December 21, 2004

The best spam prevention technique is the one you don't blog about

Assuming I had discovered a somewhat effective comment spam prevention technique, I am not entirely sure why it would be a good idea write about it in public. Granted, sharing your newfound approach is a noble act but it will also be rendered useless by the time it reaches the mildest degree of popularity.

Comment spam is a fight the weblog community is not ever going to win. It's funny how we laugh at the industry's quaint attempts to devise of a copy protection mechanism that outlasts the next weekend and at the same time expect to solve comment spam in the same fashion. You cannot have low-barrier access and be in full control, too. Evading comment spam is all about making spammers find an easier target.

Comments

>> Evading comment spam is all about making spammers find an easier target. <<

That is very true. People started switching from MT to other packages for exactly that reason.
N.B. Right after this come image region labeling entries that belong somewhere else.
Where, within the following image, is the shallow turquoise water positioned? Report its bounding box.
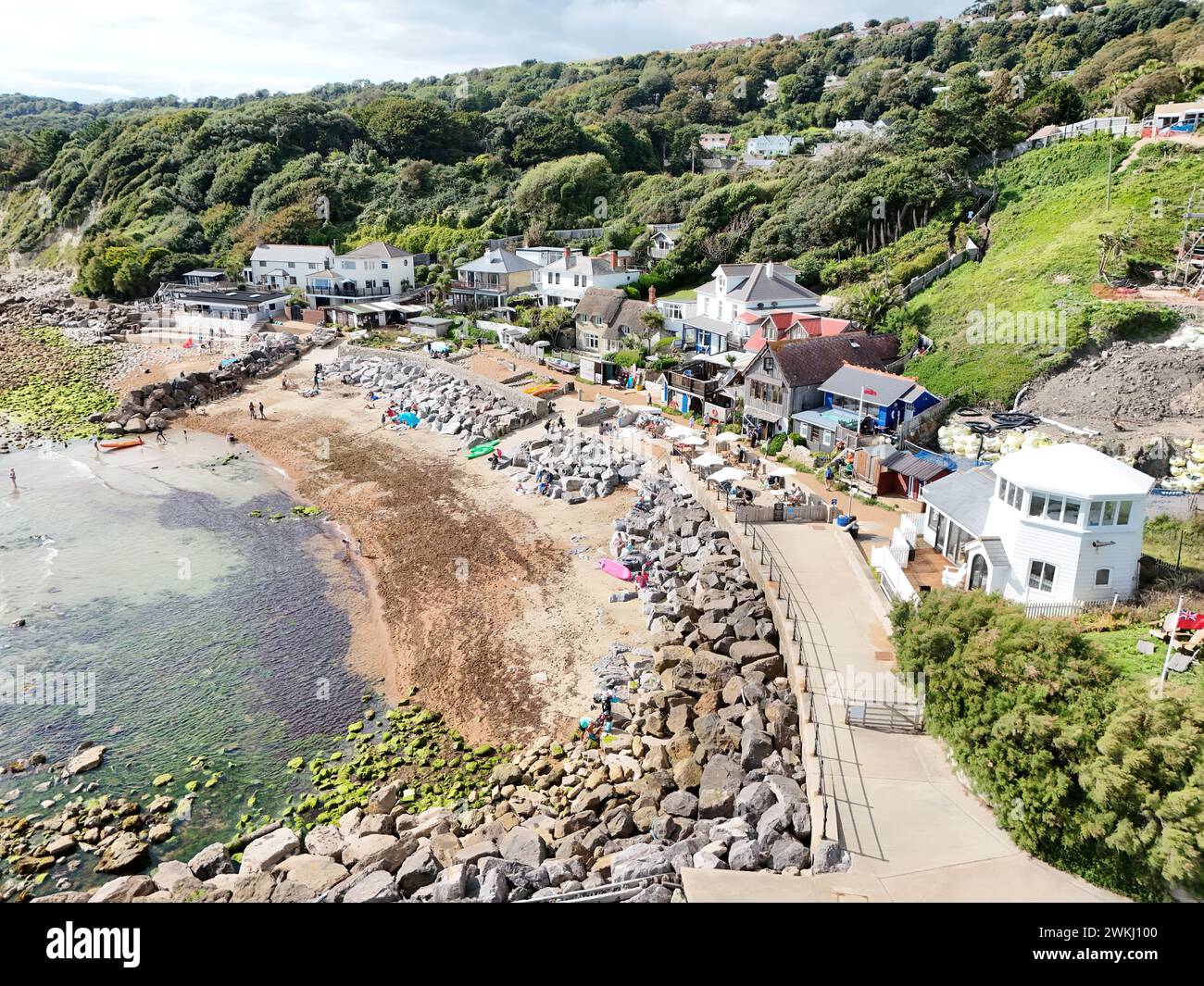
[0,434,370,889]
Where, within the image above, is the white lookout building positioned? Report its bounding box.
[922,443,1153,605]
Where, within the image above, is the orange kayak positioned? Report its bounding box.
[100,438,142,452]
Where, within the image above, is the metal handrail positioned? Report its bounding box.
[744,521,828,818]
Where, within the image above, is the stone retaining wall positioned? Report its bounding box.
[338,345,550,418]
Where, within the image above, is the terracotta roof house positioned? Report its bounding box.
[739,332,899,440]
[452,249,539,308]
[737,312,855,353]
[685,261,827,353]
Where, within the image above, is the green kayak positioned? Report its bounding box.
[469,438,501,458]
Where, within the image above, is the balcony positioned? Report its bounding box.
[669,371,722,398]
[305,283,397,301]
[744,393,789,418]
[448,281,509,295]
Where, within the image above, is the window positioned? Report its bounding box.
[1028,561,1057,593]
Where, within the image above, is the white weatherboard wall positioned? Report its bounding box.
[985,444,1153,603]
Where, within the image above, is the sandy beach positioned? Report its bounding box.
[182,349,645,743]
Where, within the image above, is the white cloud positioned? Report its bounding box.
[0,0,963,101]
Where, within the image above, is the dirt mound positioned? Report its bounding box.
[1019,342,1204,430]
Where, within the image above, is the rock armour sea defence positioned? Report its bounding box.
[32,477,849,903]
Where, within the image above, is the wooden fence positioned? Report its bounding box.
[1024,596,1119,620]
[735,501,834,524]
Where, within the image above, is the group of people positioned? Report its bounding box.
[578,693,614,750]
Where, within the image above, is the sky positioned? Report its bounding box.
[0,0,968,103]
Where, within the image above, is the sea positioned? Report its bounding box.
[0,430,374,891]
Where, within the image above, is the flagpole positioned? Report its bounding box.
[1159,593,1184,686]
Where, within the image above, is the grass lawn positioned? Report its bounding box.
[907,139,1204,405]
[1141,514,1204,572]
[1083,625,1200,684]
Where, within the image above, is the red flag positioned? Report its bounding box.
[1175,609,1204,630]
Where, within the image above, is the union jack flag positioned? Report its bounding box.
[1175,609,1204,630]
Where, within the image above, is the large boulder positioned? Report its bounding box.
[238,829,301,873]
[397,846,440,897]
[273,853,346,893]
[188,842,235,880]
[96,832,153,871]
[88,867,159,905]
[698,756,744,818]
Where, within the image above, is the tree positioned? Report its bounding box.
[1079,685,1204,893]
[832,281,903,331]
[356,96,474,163]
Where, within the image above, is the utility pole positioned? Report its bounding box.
[1159,594,1184,694]
[1104,141,1116,209]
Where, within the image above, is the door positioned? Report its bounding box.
[970,555,986,589]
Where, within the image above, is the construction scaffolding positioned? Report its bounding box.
[1175,189,1204,293]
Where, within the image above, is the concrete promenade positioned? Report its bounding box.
[671,452,1123,902]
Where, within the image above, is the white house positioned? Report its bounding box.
[305,241,414,308]
[920,443,1153,605]
[832,119,890,137]
[683,261,827,353]
[242,243,334,289]
[746,133,804,157]
[164,288,289,337]
[534,247,639,307]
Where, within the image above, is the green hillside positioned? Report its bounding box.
[0,0,1204,402]
[899,139,1204,404]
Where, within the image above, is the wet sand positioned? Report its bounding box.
[182,349,646,742]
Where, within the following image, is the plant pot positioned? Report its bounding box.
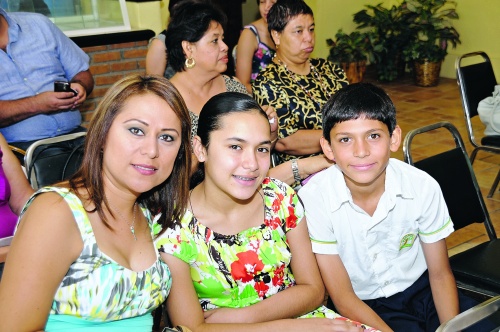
[341,61,366,84]
[414,60,441,87]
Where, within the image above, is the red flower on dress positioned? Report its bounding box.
[231,251,264,282]
[264,217,281,229]
[271,199,281,213]
[286,206,297,229]
[253,281,269,298]
[273,264,285,286]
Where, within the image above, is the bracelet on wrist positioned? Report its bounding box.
[292,159,301,182]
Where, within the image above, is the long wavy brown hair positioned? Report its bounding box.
[69,75,191,230]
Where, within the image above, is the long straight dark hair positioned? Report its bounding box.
[190,92,271,189]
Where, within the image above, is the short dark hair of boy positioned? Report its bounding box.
[322,83,396,143]
[165,1,227,72]
[267,0,314,32]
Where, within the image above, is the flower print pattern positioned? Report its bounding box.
[22,187,172,323]
[155,178,375,331]
[231,250,264,282]
[244,24,276,83]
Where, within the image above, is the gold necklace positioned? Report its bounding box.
[106,197,137,241]
[276,58,332,107]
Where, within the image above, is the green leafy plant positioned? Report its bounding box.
[403,0,460,62]
[354,3,415,81]
[326,29,371,64]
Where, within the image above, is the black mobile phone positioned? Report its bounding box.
[54,81,78,96]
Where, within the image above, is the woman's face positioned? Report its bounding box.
[259,0,278,23]
[103,93,182,195]
[272,14,315,64]
[192,21,228,73]
[195,110,271,200]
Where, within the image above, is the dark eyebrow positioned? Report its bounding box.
[124,119,179,135]
[226,137,271,145]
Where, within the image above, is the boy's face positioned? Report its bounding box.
[321,117,401,191]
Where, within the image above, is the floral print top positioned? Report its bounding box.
[156,178,378,331]
[252,58,349,163]
[244,24,276,83]
[22,187,172,330]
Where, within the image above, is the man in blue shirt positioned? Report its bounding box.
[0,8,94,149]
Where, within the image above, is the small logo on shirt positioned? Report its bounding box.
[399,234,416,251]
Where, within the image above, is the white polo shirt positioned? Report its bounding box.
[299,158,453,300]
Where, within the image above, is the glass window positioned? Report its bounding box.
[0,0,130,37]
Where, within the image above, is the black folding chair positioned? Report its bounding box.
[24,132,87,189]
[455,52,500,198]
[436,296,500,332]
[403,122,500,297]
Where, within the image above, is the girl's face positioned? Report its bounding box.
[271,14,315,63]
[195,110,271,201]
[103,93,182,195]
[259,0,278,23]
[191,21,229,73]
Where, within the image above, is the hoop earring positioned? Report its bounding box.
[184,58,196,69]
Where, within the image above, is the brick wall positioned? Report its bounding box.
[76,40,148,126]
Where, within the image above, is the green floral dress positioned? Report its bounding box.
[156,178,376,330]
[22,187,172,331]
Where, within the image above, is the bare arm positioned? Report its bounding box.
[146,38,167,76]
[0,70,94,127]
[267,155,333,185]
[275,129,323,156]
[161,253,362,332]
[0,193,83,331]
[235,29,258,93]
[422,239,460,324]
[316,254,392,332]
[0,134,33,215]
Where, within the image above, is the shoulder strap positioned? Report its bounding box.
[245,24,260,44]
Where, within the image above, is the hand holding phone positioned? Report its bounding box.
[54,81,78,96]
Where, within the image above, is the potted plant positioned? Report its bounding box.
[354,3,414,81]
[404,0,460,86]
[326,29,371,84]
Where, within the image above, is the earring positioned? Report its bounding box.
[184,58,196,69]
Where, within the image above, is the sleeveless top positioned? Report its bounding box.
[22,187,172,331]
[244,24,276,83]
[149,30,175,79]
[155,177,376,332]
[0,149,17,238]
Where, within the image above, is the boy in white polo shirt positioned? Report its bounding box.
[299,83,477,332]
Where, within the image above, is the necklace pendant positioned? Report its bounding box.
[130,226,137,241]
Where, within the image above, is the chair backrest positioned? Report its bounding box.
[403,122,496,239]
[455,52,497,146]
[24,132,86,189]
[436,296,500,332]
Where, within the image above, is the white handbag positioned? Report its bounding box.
[477,85,500,136]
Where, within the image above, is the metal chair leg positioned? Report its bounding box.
[486,170,500,198]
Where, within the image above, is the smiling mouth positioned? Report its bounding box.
[133,164,158,171]
[233,175,257,181]
[351,163,374,171]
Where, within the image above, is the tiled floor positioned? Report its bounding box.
[365,69,500,256]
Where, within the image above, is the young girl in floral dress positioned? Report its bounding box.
[157,92,378,331]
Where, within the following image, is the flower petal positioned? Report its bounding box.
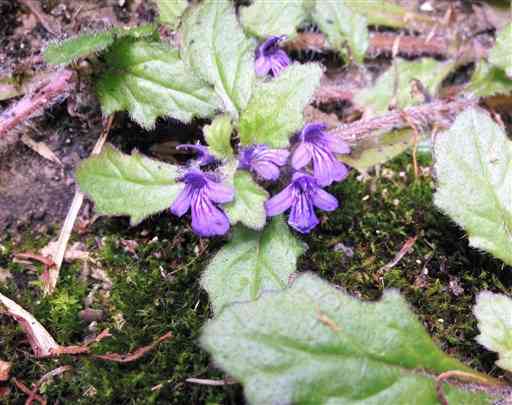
[205,179,235,204]
[265,185,294,217]
[171,185,192,217]
[252,160,279,180]
[313,188,338,211]
[291,142,312,170]
[192,192,229,237]
[288,194,319,233]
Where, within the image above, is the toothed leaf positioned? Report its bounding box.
[76,145,183,225]
[201,273,490,405]
[204,115,233,159]
[435,109,512,265]
[201,217,303,313]
[313,0,368,63]
[156,0,188,29]
[473,291,512,371]
[224,170,269,230]
[97,38,220,128]
[182,0,255,118]
[240,63,322,148]
[240,0,307,38]
[489,23,512,79]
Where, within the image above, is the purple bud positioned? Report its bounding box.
[255,35,291,76]
[291,123,350,187]
[239,145,290,180]
[171,168,235,237]
[265,172,338,233]
[176,143,216,166]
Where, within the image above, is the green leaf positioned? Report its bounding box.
[201,273,490,405]
[489,23,512,79]
[435,109,512,265]
[156,0,188,29]
[182,0,255,118]
[354,58,454,115]
[97,38,220,128]
[240,63,322,148]
[76,145,182,225]
[473,291,512,371]
[339,129,413,172]
[43,31,114,65]
[313,0,369,63]
[465,60,512,97]
[240,0,307,39]
[204,115,233,159]
[43,24,156,65]
[224,170,269,230]
[201,217,303,313]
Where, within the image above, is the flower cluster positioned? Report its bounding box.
[171,36,350,237]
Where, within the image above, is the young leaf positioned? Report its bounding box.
[43,24,156,65]
[156,0,188,29]
[473,291,512,371]
[201,273,490,405]
[182,0,255,118]
[339,129,413,172]
[240,63,322,148]
[465,60,512,97]
[76,145,182,225]
[224,170,269,230]
[204,115,233,159]
[489,23,512,79]
[201,217,303,313]
[354,58,454,114]
[240,0,307,38]
[97,38,220,128]
[435,109,512,265]
[313,0,368,63]
[43,31,114,65]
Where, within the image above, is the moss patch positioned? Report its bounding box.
[0,154,512,404]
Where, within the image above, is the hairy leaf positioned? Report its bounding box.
[240,0,306,38]
[435,109,512,265]
[204,115,233,159]
[201,217,303,313]
[44,24,156,65]
[473,291,512,371]
[489,23,512,79]
[182,0,255,118]
[156,0,188,29]
[201,273,489,405]
[240,63,322,148]
[354,58,454,114]
[339,129,414,172]
[465,60,512,97]
[76,145,182,225]
[97,38,220,128]
[224,170,269,230]
[313,0,368,63]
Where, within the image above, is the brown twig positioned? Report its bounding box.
[330,98,477,142]
[0,69,74,137]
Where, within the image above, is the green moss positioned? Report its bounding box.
[0,151,506,404]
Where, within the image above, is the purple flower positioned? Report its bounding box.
[171,169,235,236]
[291,123,350,187]
[256,35,290,76]
[176,143,216,166]
[239,145,290,180]
[265,172,338,233]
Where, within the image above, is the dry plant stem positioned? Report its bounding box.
[329,98,477,143]
[0,69,74,137]
[44,115,114,294]
[436,370,505,405]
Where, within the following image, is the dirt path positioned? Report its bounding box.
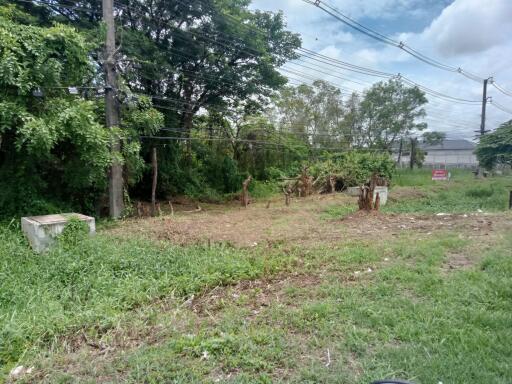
[110,194,506,247]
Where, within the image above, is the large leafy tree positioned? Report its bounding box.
[476,120,512,169]
[0,6,162,214]
[359,79,427,150]
[15,0,300,132]
[274,80,346,148]
[0,8,111,213]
I actually only blog about those anti-spam measures that affect the user. In this case, referrer blocking.

Posted by Volker Weber (#)

I understand. It makes sense that way.

Posted by Henning [TypeKey Profile Page] (#)

Using the same failing approaches as email spam filtering needs to rely on due to the limitations of that medium won't ever work. However, water tight comment spam filtering is easily feasible if you just tale advantage of the differences in the medium: namely that it is synchronous, so that challenge-response actually works.